I’ve used letters not numbers, because they are all equally great.

> 3- How have you benefited from selecting this career path to pursue?

I didn’t realize when I started out how much I would enjoy teaching. I have been very lucky to work in a university because I get to do science research and then talk to people who are interested in learning science too. I wouldn’t have ended up living in Canada unless I had followed this career path and that’s something we’re pretty happy about.

> 4- What have you contributed to the world of science, and what do you hope to contribute?

I have contributed astonishingly little: there’s a lot of science out there and I have only done a tiny bit of it. I am most proud of an MRI method we invented to measure fast flow, but hardly anyone has noticed :-) and that doesn’t matter at all. On a day to day basis, science progresses through small advances. Every now and again there is a big revolutionary idea or observation, but those are all built upon little, careful steps. I’d like to use MRI to measure the flow of plasma, there are some problems with that, but I think it can be done.

> 5- Do you have someone who inspired you to be the person you are today?


My parents and my family. It was my Dad’s 76th birthday at the weekend and my Mum (British spelling) will be 73 on the 24th. They are both inspirational in different ways. My Dad was a medic and scientist, actually, but I think that’s incidental to their being inspirational. My wife and daughters are inspiring every single day.

> 6- What made you interested in the field of physics?

See above - I didn’t know that is what I was interested in to start with, but the way that the universe operates is surprising and fascinating and physics is in the business of studying what makes the universe tick.

> 7- What's your favorite scientific invention?

Just one? Wow… I choose the Stirling engine: made for all the right reasons in 1816 and still relevant today.

> 8- What makes you want to continue researching?

Each new experimental result (or lack of results) suggests some new things to try, there’s always some new thing to understand just around the corner.

> 9- What advice do you have to students that are interested in this specific field.

I think the most important advice is “you can do it”. Lot’s of people think that science (and specifically physics) might be hard. It is hard (sometimes), but so are lots of things that are worth doing. However, ordinary people like me can learn about science and contribute to our (human beings’) understanding of how everything around us works together.
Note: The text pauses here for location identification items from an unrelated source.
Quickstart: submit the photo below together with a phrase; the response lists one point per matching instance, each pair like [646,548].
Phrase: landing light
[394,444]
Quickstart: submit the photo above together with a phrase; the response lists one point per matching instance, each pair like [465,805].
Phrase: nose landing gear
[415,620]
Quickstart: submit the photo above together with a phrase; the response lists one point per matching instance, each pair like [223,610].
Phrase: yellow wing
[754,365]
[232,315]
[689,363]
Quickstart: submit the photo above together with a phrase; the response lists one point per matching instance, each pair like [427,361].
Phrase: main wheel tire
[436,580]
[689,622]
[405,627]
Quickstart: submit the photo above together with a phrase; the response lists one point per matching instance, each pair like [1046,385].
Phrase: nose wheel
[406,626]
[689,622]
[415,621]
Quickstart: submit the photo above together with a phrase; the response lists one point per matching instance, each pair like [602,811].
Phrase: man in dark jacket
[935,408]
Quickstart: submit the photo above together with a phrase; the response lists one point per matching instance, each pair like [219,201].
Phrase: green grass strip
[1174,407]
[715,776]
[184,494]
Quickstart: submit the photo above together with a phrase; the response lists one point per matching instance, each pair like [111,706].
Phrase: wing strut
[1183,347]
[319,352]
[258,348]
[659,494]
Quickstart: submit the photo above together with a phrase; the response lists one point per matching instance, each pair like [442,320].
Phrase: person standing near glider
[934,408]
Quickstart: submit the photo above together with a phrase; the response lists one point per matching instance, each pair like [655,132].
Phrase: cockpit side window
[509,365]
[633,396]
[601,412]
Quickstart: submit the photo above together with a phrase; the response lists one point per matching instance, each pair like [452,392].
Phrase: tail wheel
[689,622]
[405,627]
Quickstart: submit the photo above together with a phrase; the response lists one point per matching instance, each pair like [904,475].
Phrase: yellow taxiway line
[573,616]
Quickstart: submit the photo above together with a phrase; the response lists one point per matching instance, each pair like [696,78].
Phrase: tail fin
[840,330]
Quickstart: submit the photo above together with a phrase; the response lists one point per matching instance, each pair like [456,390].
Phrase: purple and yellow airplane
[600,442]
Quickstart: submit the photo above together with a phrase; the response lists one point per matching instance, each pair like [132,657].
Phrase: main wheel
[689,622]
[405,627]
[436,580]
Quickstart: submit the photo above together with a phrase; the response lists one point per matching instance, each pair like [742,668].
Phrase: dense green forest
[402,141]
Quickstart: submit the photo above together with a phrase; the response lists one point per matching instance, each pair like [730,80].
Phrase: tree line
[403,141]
That’s a wonderful thing.

> 10- What have you learned form your mistakes and success?


I have learnt that everything you do, not matter how small it seems, makes a difference to other people. Mistakes and successes can both inspire you (in slightly different ways) not to give up.

Interview with Ben Newling

Ben Newling is a professor and researcher at the University of New Brunswick in the field of physics. Ben along with his team invented a new MRI method to measure fast flow.